All this points to a pharma industry whose regulation is at best pathetically ineffectual, and with little or no deterrent value for manufacturing shortcuts at the expense of safety and quality. And that for a country that positions itself as the pharma producing hub of the world. The Drugs and Cosmetics Act prescribes a 10-year jail term for adulterated drugs and a fine of Rs 10 lakh. But the terms “adulterated”, “substandard” and “contaminated” remain confused allowing loopholes readily used by offenders. Further, drug control is a state subject and often a drug banned in one state, continues production and export in another state.  More often, even when action is initiated, it is so weak and impotent that it becomes irrelevant. For example, following the J&K deaths of 17 children, charges were framed against Digital Vision, also a repeat offender, but no one has been arrested or penalised.

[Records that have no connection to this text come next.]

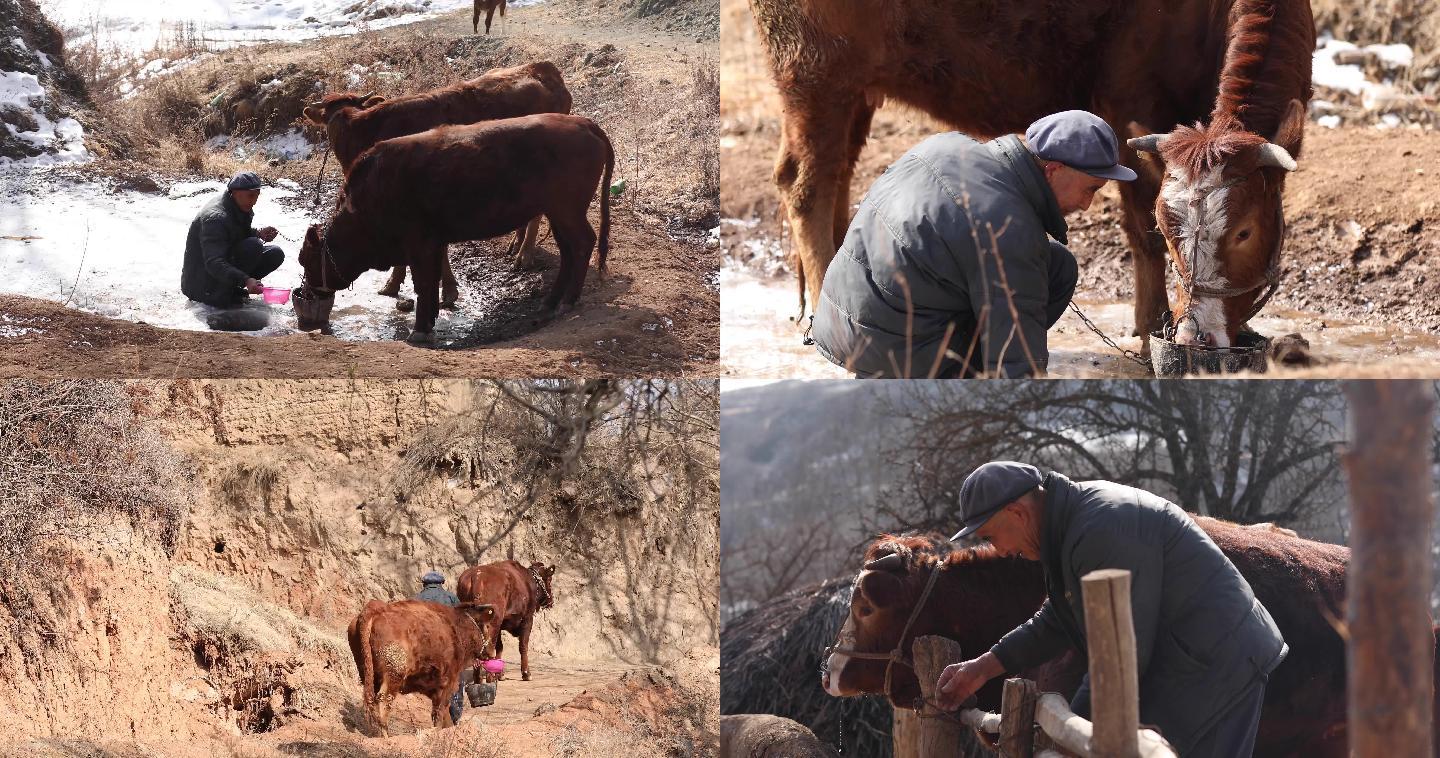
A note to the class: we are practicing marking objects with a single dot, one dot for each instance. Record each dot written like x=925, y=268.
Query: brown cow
x=416, y=646
x=991, y=68
x=517, y=592
x=354, y=123
x=979, y=597
x=488, y=6
x=409, y=198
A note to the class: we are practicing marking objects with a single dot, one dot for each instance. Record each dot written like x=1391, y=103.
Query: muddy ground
x=1361, y=274
x=655, y=314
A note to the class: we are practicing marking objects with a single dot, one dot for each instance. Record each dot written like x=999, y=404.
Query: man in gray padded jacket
x=956, y=262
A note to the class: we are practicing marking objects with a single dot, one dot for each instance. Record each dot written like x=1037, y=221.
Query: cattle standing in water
x=488, y=6
x=354, y=123
x=517, y=592
x=409, y=198
x=835, y=61
x=981, y=595
x=416, y=646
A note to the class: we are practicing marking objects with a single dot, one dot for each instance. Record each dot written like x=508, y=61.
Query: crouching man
x=225, y=258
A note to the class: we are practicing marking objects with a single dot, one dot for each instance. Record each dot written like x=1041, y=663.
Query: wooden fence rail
x=1113, y=689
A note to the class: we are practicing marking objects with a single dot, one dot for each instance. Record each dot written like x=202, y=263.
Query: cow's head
x=1221, y=218
x=486, y=620
x=320, y=111
x=880, y=603
x=543, y=574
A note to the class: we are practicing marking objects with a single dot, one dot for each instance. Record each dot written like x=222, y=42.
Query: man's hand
x=959, y=680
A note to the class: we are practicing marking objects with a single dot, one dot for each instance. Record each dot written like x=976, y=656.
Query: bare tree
x=1246, y=451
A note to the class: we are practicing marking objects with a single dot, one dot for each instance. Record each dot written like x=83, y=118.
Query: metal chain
x=1131, y=355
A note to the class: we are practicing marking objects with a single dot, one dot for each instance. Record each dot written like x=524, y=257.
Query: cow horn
x=1273, y=154
x=890, y=562
x=1151, y=143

  A book “The Truth Pill”, by Dinesh Singh Thakur and Prashant Reddy Thikkavarapu takes an analytical look at drug regulation in India and examines the sort of laxities which precipitate the Gambia like incidents. “There is a problem at the level of courts itself. In Tamil Nadu, we found 30 judgments from one judicial magistrate in Chennai. In all the cases, the company pleaded guilty or were found guilty. The judge fined them Rs 1 lakh and sentenced them to ‘simple imprisonment till the rising of the court,’ which is basically till the judge rises from his seat. Judges treat drug quality violations like traffic offences”. As often happens with any criticism of the government, people like Dinesh were termed ‘anti-nationals’ and ‘foreign agents’. 

  If we are to maintain our position as the drug manufacturing hub of the world, a serious house cleaning exercise is required. We have to revamp our regulatory mechanisms to add stringent deterrent and punitive muscle to keep manufacturing firms on the straight and narrow. The cures cannot become worse than the disease.